Marvel Land is a game I had as a kid, but never completed. A while after the original release, it appeared outside of Japan as “Talmit’s Adventure” or something, but I always preferred the Japanese original. So the Japanese one is what I played through here.
It’s a happy fun blue skies platformer with slightly slippy physics. You know the sort – where floors don’t have quite enough friction when you land. It certainly took some time to get used to. Marvel Land’s “thing” is the bizarre attack you can perform by flinging copies of yourself around yourself. You need a power-up to give you a “chain” of clones, and then by pressing up or down you spin them around you, collecting items and attacking baddies. It’s very odd.
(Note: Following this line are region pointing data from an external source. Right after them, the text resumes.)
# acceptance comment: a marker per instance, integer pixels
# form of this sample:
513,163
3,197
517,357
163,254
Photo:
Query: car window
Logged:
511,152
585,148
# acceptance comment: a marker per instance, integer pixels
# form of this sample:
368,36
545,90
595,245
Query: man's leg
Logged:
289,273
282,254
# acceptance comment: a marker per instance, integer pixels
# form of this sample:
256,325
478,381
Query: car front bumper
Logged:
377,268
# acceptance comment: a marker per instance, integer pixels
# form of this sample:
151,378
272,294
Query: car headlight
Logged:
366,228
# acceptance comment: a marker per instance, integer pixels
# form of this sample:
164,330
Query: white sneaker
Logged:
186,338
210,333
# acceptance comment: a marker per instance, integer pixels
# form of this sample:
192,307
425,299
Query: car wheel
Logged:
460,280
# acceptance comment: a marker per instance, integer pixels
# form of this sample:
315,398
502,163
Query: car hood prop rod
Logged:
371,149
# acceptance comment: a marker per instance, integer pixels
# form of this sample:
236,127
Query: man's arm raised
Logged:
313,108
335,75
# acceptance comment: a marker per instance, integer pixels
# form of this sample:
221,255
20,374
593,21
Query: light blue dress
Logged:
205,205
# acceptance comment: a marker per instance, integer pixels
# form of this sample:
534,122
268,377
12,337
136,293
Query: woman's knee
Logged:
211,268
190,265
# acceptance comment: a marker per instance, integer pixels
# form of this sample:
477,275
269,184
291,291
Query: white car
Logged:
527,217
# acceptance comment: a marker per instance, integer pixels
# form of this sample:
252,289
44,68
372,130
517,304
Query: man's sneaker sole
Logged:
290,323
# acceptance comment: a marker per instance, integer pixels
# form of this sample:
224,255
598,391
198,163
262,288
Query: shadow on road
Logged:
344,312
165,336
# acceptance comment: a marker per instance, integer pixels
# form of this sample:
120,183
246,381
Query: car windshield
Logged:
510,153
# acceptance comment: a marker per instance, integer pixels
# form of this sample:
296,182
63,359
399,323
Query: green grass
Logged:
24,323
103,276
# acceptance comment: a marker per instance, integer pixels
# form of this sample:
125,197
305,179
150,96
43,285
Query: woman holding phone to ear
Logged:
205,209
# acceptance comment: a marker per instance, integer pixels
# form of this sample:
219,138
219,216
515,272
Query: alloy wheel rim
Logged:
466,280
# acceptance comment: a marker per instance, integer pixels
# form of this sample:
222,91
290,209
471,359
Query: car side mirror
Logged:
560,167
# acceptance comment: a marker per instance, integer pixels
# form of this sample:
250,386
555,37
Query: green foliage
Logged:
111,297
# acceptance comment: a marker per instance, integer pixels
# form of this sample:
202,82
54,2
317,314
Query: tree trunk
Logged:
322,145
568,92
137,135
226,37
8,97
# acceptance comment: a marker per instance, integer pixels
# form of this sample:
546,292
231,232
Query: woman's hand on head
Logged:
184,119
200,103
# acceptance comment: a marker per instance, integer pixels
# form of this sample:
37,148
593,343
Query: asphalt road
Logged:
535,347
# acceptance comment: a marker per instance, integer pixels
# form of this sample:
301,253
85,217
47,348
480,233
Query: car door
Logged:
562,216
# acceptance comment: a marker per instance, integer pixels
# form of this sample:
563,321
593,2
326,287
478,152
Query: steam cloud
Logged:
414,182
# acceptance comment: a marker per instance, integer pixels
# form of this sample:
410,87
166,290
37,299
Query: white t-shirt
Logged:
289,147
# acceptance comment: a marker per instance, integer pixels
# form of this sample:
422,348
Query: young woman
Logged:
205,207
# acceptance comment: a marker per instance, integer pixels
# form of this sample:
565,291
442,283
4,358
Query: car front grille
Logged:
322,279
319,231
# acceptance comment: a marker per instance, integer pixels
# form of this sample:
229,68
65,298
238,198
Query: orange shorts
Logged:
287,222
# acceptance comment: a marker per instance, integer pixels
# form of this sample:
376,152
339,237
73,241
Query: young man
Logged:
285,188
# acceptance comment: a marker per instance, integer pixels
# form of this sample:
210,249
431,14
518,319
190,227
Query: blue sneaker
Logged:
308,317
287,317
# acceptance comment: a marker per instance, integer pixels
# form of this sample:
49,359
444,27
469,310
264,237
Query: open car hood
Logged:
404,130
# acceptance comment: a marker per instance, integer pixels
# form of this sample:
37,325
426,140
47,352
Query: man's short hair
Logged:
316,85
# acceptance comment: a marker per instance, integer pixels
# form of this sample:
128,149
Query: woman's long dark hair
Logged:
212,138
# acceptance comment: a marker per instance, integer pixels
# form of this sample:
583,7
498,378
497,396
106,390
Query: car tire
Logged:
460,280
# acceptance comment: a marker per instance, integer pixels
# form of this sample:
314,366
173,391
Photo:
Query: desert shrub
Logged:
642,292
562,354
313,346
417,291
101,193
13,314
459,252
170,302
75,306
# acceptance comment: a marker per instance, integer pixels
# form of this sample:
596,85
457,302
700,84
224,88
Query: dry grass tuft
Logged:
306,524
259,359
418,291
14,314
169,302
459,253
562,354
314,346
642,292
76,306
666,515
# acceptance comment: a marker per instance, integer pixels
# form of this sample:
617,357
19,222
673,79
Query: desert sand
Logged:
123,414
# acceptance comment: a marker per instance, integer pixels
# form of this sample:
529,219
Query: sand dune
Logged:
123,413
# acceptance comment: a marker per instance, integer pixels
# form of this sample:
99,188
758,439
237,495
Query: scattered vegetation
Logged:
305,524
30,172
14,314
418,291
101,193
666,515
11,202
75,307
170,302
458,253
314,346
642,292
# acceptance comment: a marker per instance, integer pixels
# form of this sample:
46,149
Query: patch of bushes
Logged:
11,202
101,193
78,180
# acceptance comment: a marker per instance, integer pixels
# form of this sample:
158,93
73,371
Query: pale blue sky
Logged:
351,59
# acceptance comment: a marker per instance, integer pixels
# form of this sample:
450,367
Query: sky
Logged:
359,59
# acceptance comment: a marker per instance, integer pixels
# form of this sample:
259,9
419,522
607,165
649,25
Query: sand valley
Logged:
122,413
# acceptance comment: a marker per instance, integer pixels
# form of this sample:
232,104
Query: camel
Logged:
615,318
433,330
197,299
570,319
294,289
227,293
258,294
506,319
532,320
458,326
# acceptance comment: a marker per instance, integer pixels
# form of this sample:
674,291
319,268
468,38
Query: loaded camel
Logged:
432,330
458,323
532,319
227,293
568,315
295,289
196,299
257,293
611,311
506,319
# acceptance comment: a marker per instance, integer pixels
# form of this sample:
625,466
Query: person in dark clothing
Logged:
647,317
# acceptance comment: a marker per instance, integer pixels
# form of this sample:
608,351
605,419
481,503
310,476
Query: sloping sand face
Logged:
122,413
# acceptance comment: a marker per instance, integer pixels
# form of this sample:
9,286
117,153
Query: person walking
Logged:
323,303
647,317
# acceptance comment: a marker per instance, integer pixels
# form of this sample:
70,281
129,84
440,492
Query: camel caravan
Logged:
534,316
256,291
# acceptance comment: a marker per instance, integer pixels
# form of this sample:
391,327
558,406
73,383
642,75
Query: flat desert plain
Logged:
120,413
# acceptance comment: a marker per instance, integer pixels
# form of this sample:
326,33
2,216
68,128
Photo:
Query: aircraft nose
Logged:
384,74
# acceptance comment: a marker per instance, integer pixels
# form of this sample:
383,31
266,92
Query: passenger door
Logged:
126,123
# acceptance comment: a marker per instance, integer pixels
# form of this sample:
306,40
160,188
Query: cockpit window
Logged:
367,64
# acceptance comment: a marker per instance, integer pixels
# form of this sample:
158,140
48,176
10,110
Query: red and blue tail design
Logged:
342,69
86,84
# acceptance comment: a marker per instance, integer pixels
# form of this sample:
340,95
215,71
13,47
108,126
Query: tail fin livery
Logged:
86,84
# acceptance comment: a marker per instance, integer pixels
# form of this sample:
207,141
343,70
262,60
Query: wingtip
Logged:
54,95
Sometimes, you can use these clones to grab a node, which lets you swing around and cross gaps or jump high. The more clones you have (attacking with them depletes them) the higher or further you go.
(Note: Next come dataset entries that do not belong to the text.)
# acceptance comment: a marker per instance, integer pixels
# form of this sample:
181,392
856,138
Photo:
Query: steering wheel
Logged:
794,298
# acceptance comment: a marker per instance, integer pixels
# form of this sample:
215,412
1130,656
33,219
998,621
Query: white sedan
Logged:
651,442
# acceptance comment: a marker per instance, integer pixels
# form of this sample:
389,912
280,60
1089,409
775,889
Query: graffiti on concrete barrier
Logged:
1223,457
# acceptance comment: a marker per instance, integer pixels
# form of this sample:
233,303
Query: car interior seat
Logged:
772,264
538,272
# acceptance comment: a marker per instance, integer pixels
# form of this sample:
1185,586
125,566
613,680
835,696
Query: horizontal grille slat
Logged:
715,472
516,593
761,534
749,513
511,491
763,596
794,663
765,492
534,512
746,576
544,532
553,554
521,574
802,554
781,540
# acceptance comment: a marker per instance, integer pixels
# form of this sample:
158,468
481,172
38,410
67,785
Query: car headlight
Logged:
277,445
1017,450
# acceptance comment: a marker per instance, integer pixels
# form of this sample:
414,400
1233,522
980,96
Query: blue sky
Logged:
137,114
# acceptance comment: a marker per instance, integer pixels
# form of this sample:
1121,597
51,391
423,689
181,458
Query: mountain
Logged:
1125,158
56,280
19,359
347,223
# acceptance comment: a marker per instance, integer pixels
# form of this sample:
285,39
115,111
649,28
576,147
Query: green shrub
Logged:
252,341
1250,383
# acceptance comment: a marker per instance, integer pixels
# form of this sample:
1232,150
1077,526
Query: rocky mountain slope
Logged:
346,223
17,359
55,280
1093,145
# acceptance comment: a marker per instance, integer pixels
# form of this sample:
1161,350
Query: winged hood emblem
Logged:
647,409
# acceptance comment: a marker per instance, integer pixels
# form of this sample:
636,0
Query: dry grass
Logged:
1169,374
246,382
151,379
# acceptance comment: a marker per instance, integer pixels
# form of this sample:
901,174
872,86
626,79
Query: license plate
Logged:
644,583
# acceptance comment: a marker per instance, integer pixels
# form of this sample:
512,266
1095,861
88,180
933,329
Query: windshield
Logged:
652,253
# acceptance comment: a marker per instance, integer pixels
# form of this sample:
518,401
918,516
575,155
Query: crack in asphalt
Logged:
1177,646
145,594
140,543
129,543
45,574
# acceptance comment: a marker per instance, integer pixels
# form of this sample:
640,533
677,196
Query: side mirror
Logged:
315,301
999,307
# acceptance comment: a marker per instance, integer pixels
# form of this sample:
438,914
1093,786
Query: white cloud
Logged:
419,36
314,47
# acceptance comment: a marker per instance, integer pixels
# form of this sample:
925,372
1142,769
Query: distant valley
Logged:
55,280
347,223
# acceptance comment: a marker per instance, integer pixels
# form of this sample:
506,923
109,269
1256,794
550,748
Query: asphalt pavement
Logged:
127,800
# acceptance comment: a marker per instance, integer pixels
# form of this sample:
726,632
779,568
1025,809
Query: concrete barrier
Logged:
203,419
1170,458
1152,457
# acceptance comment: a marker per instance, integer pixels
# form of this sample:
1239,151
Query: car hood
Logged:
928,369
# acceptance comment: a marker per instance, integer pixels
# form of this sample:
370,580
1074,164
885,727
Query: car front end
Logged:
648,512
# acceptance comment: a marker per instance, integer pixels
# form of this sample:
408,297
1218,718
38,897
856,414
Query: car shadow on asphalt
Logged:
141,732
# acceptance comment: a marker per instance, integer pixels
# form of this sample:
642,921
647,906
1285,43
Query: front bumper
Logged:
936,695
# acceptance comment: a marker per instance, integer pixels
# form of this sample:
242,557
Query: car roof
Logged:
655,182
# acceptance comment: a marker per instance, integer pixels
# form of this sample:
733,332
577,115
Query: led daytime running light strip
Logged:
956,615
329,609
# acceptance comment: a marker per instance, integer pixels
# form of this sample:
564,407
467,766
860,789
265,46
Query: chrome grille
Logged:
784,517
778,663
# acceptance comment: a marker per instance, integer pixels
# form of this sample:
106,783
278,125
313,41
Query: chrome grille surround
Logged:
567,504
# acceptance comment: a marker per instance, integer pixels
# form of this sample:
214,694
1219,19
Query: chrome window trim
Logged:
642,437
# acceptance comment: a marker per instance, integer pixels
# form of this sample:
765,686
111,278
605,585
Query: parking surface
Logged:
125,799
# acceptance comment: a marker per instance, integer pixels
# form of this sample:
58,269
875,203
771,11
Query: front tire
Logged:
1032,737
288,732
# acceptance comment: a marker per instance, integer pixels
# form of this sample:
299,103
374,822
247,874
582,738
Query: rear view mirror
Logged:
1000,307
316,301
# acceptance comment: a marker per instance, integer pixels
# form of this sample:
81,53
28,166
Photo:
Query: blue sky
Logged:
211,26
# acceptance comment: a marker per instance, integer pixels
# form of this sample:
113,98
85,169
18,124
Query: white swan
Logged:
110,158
The other “thing” with Marvel Land is all the warp doors. As is common in many platformers, there are hidden (literally) or hard to reach doors that warp you to other parts of the level or even other levels. Nothing out of the ordinary there. Only in this game, some of the warps take you back to the start of the level. Or back a whole level, or several levels. There’s one particularly evil one in the penultimate level. It takes you right back to the very start of the game. I’ll not deny I reverted to a save state for that one.
Boss battles are a bit strange and thoroughly Japanese. One involves playing Janken, another is a bit Whack-a-Mole. Only the final boss actually involves a fight of any sort!
Marvel Land is a fun, happy, difficult, nonsensical platformer. It reminds me a lot of Magical Flying Hat Turbo Adventure, and that’s a good thing.